6. Students will create and compose their own campaign song. Play songs for students that have been used in presidential campaigns, i.e., "Happy Days are Here Again" (Franklin Roosevelt), "Don't Stop Thinkin' About Tomorrow" (Bill Clinton). Explain that these songs were already popular and were used by the candidates because of the positive message they represented. Explain to students that they will work in their groups to write a simple campaign song or rap song that will rally votes for their candidate.
7. Brainstorm ideas for lyrics. Each group should begin to brainstorm lyrics for their piece. If they wish, students can use a melody they already know and adapt the lyrics to fit their candidate.
Students should take into consideration that they are creating a method for advertising the beliefs and ideas for a specific, fictional political candidate. Suggest that students use issues that are important to them at home or at school.
8. Review basics of music composition and music theory. Review with students the basics of music composition, including bass and treble clef, note values (whole, half, and quarter), time signature, and tempo. You may wish to spend more than one class period on this review. (This review may be done with the assistance of a music specialist or school music teacher). An informative, fun interactive on music notation that students may want to explore is the San Francisco Symphony music lab. Print copies of staff music paper for students to write their music. You may choose either the blank or piano version. Have these sheets available for the students to use.
9. Encourage partnering, teams or small groups. You may wish to assign the writing of lyrics to a few students, and the writing of the melody to the other students in each group. As students work, remind them that they are writing a persuasive song. How do political candidates persuade potential voters? What tools do they use? Encourage students to think about the use of imagery, metaphor, and even exaggeration in political campaigns, and how students might use these tools to create a persuasive campaign song or rap.
1. Students will perform assessments of the campaign maps. Have students assess their campaign train maps by answering the following questions:
- Have they chosen stops where they can influence large numbers of voters? Why? Why not?
- Have they chosen several different geographic areas to present their speeches, i.e., rural, urban, northern, southern?
- Did they select a specific political issue that will be the main focus of their political song?

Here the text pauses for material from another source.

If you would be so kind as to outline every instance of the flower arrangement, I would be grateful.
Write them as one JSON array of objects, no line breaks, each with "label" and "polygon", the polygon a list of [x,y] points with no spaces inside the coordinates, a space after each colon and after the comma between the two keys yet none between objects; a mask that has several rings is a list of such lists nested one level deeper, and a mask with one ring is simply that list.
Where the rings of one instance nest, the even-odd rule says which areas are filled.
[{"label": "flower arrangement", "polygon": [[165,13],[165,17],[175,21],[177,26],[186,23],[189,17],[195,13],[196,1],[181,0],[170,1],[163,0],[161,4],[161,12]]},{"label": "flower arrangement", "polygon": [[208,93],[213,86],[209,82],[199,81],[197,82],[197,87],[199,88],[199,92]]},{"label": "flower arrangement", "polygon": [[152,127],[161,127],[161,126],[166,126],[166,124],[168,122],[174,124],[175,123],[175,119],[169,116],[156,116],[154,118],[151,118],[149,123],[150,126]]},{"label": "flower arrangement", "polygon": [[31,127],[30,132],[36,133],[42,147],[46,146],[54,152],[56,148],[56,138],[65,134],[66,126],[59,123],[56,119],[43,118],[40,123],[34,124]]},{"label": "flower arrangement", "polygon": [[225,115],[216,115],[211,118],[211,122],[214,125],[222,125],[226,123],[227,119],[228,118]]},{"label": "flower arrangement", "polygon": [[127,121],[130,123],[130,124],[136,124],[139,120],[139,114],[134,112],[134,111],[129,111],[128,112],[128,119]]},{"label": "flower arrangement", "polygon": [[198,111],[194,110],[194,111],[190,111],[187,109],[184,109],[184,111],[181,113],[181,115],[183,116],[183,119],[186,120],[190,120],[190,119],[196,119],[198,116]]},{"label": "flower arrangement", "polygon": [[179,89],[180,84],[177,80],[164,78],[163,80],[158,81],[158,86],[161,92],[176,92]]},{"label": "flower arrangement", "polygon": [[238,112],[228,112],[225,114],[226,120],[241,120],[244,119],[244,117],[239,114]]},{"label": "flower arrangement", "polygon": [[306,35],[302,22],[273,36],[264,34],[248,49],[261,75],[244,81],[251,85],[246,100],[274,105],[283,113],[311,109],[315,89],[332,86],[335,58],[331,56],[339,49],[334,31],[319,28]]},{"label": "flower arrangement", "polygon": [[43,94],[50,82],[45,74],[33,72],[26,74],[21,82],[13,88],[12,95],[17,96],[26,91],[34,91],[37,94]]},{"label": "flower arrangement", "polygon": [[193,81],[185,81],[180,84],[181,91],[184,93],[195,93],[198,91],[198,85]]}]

2. Ask students if any of the songs would persuade them. Engage the class in a discussion about how political candidates persuade potential voters. What tools do they use? Compare historical songs with the songs composed today. Encourage students to think about the use of imagery, metaphor, and even exaggeration in political campaigns, and how students might use these tools to create a persuasive campaign song or rap.
Extending the Learning
When the students have completed their campaign songs, invite other classes, parents, or groups to see the students perform them. If this is not possible, consider videotaping the students' performances for others to see or to view on their classroom computers.